The usual concept of an integer FFT is to choose a prime q such that q-1
is divisible by a reasonably large power of 2, say N = 2^n, find a
primitive (integer) N-th root of 1 mod q, say w, then use w and
arithmetic mod q to calculate the FFT. If it also happens that there is
an integer N-th root of 2 mod q, then the FFT can be converted into a
DWT suitable for implementing multiplication mod 2^p - 1 for some large
prime p. For example, with q = 2^64 - 2^32 + 1, we have both roots for N
up to 2^26, and for that matter we can also use an FFT/DWT of order N =
5*2^n up to 5*2^26. However, this requires calculating products of the
form a*b mod q where a and b are 64-bit integers, which, while
straightforward, will probably take more time than the corresponding
complex floating-point multiply in the ordinary FFT/DWT. It is also hard
to find appropriate primes q for which this works.

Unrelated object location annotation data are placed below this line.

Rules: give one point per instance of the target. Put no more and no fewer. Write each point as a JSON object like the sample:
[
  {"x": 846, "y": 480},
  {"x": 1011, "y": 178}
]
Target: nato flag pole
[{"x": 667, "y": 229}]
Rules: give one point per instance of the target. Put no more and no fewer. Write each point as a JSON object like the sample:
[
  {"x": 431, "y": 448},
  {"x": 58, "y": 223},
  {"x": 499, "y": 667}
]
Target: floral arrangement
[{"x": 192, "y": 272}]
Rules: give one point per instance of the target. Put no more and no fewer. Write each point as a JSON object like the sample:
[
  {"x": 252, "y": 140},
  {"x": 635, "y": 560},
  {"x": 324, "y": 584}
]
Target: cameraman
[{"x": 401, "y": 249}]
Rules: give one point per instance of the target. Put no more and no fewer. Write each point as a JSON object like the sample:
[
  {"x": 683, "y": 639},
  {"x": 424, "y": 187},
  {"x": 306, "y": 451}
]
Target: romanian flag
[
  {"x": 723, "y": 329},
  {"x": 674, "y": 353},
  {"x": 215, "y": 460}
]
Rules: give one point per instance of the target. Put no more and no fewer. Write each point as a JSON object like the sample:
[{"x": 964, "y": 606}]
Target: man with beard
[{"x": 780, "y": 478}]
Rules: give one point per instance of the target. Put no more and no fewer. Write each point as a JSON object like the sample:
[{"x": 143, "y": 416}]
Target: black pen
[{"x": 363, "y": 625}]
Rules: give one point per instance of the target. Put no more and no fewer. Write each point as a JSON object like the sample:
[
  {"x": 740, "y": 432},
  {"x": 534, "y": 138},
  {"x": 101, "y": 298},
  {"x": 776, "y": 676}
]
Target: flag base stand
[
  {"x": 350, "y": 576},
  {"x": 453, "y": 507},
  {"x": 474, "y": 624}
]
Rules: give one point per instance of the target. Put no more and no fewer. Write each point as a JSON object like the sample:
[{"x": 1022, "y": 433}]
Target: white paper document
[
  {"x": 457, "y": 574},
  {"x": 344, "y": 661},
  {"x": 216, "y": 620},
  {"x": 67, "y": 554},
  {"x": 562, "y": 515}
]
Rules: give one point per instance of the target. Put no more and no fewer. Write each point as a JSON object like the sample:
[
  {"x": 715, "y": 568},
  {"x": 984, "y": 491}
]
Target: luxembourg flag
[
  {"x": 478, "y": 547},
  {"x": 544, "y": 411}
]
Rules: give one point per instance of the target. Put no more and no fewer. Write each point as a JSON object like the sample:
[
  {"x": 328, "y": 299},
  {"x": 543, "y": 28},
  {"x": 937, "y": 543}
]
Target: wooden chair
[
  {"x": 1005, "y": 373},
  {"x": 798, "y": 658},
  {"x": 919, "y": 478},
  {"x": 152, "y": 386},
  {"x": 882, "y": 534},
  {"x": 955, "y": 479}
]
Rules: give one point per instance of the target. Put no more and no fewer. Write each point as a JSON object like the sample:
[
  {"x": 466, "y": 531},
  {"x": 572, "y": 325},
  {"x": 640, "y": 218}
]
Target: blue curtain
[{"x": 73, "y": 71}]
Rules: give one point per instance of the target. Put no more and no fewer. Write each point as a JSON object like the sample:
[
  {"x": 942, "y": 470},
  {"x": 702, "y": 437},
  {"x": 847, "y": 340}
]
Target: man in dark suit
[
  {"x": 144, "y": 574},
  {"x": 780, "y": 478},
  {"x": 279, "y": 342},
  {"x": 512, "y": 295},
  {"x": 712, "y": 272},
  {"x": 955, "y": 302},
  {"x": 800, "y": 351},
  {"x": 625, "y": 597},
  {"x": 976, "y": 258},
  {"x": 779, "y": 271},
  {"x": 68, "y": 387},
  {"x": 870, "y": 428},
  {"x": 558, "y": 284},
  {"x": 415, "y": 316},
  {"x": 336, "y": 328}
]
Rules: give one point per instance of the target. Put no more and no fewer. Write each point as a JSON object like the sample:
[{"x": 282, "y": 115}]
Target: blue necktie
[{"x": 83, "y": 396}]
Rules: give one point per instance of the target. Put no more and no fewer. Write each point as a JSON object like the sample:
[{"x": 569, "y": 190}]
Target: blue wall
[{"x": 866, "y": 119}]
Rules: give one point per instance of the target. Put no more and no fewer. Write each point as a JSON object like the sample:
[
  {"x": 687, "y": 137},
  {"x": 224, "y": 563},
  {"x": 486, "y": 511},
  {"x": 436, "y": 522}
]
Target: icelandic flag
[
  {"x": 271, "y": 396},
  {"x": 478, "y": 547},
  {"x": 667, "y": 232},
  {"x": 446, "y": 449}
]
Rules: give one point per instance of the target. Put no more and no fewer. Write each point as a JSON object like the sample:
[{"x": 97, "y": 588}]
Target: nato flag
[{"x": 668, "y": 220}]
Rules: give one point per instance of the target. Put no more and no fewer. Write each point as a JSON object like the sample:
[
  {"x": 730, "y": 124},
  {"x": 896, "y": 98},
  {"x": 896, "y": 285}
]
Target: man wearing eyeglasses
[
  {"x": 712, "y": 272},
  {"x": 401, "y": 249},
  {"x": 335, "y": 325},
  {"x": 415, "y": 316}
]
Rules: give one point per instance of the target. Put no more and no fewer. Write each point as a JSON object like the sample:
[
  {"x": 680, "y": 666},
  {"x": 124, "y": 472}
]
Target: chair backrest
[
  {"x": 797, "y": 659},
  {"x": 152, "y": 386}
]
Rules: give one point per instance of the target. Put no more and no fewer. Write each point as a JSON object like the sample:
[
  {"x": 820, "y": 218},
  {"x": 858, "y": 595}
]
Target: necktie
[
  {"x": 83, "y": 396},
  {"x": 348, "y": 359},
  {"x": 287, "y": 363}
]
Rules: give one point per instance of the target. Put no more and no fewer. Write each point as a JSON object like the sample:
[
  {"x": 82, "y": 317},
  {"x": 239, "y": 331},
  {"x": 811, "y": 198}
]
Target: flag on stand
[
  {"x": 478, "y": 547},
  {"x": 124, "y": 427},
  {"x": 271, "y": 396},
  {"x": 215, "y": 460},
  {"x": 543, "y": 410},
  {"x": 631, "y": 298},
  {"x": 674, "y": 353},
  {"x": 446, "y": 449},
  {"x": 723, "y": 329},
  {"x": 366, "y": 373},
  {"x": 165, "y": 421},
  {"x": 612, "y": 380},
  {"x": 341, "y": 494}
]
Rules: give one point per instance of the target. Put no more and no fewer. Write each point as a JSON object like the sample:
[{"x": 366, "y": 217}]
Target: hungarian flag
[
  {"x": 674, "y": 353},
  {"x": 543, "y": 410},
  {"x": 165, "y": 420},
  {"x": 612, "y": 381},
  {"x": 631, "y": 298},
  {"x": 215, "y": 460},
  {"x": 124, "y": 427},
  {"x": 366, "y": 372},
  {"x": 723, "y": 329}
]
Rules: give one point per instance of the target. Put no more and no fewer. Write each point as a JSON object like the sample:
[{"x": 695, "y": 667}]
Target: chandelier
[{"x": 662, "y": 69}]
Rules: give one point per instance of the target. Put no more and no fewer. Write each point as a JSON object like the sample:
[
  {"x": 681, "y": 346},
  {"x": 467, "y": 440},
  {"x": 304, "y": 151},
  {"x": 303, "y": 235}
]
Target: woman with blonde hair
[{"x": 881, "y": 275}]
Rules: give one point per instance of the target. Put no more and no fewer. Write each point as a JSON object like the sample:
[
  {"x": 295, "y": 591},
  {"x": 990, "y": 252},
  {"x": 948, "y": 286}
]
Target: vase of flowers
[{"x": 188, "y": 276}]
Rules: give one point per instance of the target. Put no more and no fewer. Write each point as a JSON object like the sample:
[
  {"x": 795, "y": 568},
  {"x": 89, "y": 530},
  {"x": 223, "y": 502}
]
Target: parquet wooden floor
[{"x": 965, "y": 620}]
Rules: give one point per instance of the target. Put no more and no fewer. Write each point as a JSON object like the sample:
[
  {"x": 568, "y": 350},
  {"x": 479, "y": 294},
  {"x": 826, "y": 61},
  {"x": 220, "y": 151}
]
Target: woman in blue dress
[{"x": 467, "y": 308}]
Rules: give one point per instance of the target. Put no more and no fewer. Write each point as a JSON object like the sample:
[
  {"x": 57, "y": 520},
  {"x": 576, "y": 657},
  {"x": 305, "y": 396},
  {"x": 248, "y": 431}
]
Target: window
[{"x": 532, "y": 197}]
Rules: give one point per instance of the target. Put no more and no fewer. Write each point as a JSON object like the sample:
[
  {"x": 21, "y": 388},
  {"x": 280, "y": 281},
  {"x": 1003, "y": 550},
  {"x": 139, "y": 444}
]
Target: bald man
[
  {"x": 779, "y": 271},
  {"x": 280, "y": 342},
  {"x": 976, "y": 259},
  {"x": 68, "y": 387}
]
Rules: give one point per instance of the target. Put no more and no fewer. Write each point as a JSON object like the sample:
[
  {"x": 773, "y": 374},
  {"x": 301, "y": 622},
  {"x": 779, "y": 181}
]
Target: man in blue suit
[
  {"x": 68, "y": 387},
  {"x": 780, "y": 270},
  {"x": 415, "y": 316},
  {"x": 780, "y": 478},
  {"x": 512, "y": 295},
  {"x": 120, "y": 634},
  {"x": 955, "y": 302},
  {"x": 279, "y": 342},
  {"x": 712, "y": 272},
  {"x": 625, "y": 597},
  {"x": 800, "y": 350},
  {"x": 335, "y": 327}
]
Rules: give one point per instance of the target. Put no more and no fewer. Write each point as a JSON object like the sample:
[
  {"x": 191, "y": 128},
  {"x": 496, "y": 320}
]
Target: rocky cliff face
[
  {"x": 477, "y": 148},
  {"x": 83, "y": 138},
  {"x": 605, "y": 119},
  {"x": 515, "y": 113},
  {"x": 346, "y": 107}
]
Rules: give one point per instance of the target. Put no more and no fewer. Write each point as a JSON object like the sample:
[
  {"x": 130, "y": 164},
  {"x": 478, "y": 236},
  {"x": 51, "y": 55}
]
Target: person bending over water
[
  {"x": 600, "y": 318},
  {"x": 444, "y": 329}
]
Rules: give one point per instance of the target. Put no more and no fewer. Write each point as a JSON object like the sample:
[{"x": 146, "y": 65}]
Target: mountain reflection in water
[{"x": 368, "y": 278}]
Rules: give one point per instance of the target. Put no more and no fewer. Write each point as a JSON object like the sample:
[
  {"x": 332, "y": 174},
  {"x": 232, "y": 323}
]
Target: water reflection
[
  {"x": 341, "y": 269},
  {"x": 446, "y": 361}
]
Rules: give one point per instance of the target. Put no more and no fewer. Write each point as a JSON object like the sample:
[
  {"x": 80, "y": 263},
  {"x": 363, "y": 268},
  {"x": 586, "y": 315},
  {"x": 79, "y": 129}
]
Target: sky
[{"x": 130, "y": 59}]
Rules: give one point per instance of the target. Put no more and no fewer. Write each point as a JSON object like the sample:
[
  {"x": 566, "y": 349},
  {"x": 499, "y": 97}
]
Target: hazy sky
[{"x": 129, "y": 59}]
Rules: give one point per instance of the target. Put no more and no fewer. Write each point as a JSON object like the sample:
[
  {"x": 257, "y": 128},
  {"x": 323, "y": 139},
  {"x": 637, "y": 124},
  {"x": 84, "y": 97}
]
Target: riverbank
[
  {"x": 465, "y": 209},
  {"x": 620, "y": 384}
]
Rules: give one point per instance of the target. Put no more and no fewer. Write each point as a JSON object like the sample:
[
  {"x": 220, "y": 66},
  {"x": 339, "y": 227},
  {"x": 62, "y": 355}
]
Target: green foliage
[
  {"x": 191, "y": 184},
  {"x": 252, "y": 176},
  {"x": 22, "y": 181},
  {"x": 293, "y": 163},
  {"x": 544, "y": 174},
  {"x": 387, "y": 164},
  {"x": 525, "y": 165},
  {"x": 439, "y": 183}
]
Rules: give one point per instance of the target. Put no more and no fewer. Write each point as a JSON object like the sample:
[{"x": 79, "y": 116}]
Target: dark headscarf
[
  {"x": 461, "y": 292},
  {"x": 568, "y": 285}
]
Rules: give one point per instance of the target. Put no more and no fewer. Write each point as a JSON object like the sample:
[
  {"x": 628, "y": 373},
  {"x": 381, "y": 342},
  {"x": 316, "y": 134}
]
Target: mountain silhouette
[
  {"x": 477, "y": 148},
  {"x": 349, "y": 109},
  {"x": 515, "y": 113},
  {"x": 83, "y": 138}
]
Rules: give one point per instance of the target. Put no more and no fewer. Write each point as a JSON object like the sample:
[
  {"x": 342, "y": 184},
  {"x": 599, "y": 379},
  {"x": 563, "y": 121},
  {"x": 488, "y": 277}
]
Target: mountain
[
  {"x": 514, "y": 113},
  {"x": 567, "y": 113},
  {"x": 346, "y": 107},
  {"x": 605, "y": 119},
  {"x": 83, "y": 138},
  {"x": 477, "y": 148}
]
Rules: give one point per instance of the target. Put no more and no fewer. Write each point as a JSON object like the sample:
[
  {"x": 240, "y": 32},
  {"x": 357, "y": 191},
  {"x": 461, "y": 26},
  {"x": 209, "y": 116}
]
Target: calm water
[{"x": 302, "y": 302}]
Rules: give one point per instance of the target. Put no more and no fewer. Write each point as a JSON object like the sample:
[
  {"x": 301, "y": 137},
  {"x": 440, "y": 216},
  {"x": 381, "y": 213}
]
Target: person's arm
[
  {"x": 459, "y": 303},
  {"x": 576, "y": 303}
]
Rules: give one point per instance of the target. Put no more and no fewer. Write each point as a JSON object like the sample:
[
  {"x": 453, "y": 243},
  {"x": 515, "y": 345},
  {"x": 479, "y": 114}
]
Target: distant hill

Richard Crandall has proposed implementing an FFT in the Galois field
GF(q^2), where q is itself a Mersenne prime, e.g. q = 2^61 - 1. He calls
this the fast Galois transform (FGT). The idea is that for any prime q =
3 mod 4, the field of Gaussian integers a + b*i mod q is isomorphic to
GF(q^2), thus we can simply replace complex real values with complex
integers mod q. The multiplicative order of GF(q^2) is q^2-1, thus for q
= 2^61 - 1, q^2 - 1 will be divisible by 2^62, thus we can find a
complex integer w such that w^2^62 = 1. Also, since the order of 2 in
GF(q^2) is 61, there will also be a value r such that r^2^62 = 2. We can
use r and w to implement a complex integer DWT mod q, which requires
code to add, subtract and multiply mod q. However, we still have the
problem that the calculation of a*b mod q is likely to take more time
than we would really like.

I have a suggestion. The FGT requires only a prime q = 3 mod 4, for
which q+1 is divisible by a reasonably large power of 2. Let's consider
primes q = k*2^n - 1 which are slightly less than 2^32. The idea here is
that this will require only 32-bit integer arithmetic. If we use two
such primes, q1 and q2, and we calculate separately the two sets of
convolution sums z1[0..N-1] mod q1 and z2[0..N-1] mod q2, then we can
use the Chinese Remainder Theorem to calculate the convolution sums
z[0..N-1] mod q1*q2. This is less difficult than it might seem, since we
can precalculate values u1 and u2 such that u1 = 1 mod q1, u1 = 0 mod
q2, u2 = 0 mod q1, u2 = 1 mod q2. Then if we have, from the two FGT
calculations, values z1[j] and z2[j] such that z[j] = z1[j] mod q1 and
z[j] = z2[j] mod q2, we have z[j] = u1*z1[j] + u2*z2[j] mod q1*q2, which
is easily verified to be correct. This calculation can be further
simplified because of the fact that u1 + u2 = 1 mod q1*q2 (in fact, u1 +
u2 = q1*q2 + 1). Thus, (u1+u2)*(z1[j]+z2[j]) = z1[j]+z2[j] mod q1*q2,
and z[j] = u1*z1[j] + u2*z2[j] = (z1[j] + z2[j] + (u1-u2)*(z1[j]-z2[j]))
/ 2 mod q1*q2. This requires only a single multiply
(u1-u2)*(z1[j]-z2[j]) mod q1*q2, together with some shifts and adds mod
q1*q2.

The rationale for this is that the efficacy of an integer FFT depends on
the size of the modulus. If the modulus is slightly less than 2^32, then
for N in the range used by GIMPS we may be able to use only 6-bit
coefficients, whereas with a modulus slightly less than 2^64, in this
case q1*q2, we will be able to use 22-bit coefficients, thereby
increasing the range of validity by a factor of nearly 4, in exchange
for using two FGTs instead of one and the Chinese Remainder step at the
end of each iteration.

It is worth noting also, in the particular case of the Pentium, that
there is an efficient method of calculating a*b mod q, for q < 2^32,
using the floating-point unit. This is nice because FMUL is faster than
MUL on the Pentium, and because we can interleave integer adds and
subtracts mod q with floating-point multiplies mod q.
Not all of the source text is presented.